Covid has made women 'more ambitious about their careers' than men

The pandemic has changed plenty of things about how we all work, and women are starting to become more ambitious than men in their careers, according to a new study.

Covid has seen women become more ambitious about the future of learning and their careers than men, especially in coding and STEM, researchers have found.

According to a new UK and global report launched by FutureLearn and YouGov, women are taking a lead in science, engineering and maths. 55% of women surveyed, versus 44.5% of men, enrolled in science courses in 2020.

45% of women (versus 39% of men) believe education has the power to make the world a better place and lessen violence. 

40% of women (compared to 35% of men) agree they are likely to take an online course in the next five years to develop personally. 

‘With areas like engineering, pharmacy, accounting and architecture, we’re seeing more women now go into those areas because we’ve campaigned about it,’ says Ranata Hughes from Florida A&M University.

The study reveals ten key global trends in learning including; women believing that education has the power to make the world a better place, real progress being made around the inclusivity and accessibility of learning, the younger generation is accelerating change in education with online learning increasing, and ‘jobs for life’ are rapidly on the decline. 

Ranata adds that more women are choosing to ‘study traditionally male-dominated sectors, such as engineering, pharmacy and accounting due to online accessibility.’

In parallel to this research, tech and coding courses on FutureLearn are surging with female learners, 350% more people took a tech and coding course in 2020, compared to 2019, and driving the trend is women who make up 54% of those learners. 

Additionally, women believe education will be directly empowering people to solve the world’s biggest issues such as the climate crisis, environmental and corporate sustainability, human rights and access to justice in the future (38%).

As well as believing education can help the world, women feel it can better help their wellbeing; 35% of women globally want to learn more about nutrition, diet and physical health, while 38% want to expand their knowledge on mental health and mindfulness. Improving personal  confidence (52%) and expanding their interests as well as hobbies (46%) also featured highly as motivations to learn.

In the next five years, those in Australia (43%) and the USA (40%) are more likely than Brits (33%) to take an online course to expand their knowledge for personal development as people’s priorities shift when looking at the impact of the pandemic. 

Roughly a third (32%) of people surveyed feel they do not currently have the skills needed to set up a business in the next 10 years. A quarter of Australians (25%) followed by 20% of Americans and 21% of Brits, would prefer to work in a different industry altogether in 2030.

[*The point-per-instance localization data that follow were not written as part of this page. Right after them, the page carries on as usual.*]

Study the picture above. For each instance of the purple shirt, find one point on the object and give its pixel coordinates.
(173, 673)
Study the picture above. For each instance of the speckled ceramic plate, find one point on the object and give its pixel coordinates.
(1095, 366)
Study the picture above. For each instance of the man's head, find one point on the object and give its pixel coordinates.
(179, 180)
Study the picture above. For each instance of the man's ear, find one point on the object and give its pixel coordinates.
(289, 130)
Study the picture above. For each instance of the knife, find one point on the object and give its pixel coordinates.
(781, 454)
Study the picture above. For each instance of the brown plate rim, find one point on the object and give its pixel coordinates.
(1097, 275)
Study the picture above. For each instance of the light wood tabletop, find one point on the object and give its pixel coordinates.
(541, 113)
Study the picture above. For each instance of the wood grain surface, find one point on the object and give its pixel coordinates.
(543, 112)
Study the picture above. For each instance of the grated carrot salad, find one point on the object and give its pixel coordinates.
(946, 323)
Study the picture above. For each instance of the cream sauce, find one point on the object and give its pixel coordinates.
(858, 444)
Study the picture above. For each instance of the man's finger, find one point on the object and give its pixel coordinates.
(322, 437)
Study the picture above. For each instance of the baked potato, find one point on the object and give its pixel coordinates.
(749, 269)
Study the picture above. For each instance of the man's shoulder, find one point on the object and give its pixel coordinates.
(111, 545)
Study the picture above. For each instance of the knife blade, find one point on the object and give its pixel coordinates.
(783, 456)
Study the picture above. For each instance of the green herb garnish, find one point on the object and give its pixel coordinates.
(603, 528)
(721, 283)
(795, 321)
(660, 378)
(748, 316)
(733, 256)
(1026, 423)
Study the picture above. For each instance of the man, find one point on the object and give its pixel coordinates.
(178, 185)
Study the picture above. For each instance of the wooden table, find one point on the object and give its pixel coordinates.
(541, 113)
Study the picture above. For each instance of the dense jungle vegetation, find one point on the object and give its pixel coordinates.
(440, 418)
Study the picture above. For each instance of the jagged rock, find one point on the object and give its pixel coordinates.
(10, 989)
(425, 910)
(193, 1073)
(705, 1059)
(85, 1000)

Interestingly, according to SEEK, Australian jobs platform, 72% of jobseekers who had at least one job in the last two years held 5-10 jobs every five years, illustrating the ‘job for life’ is becoming or may now have already become a thing of the past for most people. 

The report comes as the biggest work perks for 2021 have been revealed as working from home allowances and wellbeing perks – further showing how the pandemic is shaping the future of work and careers.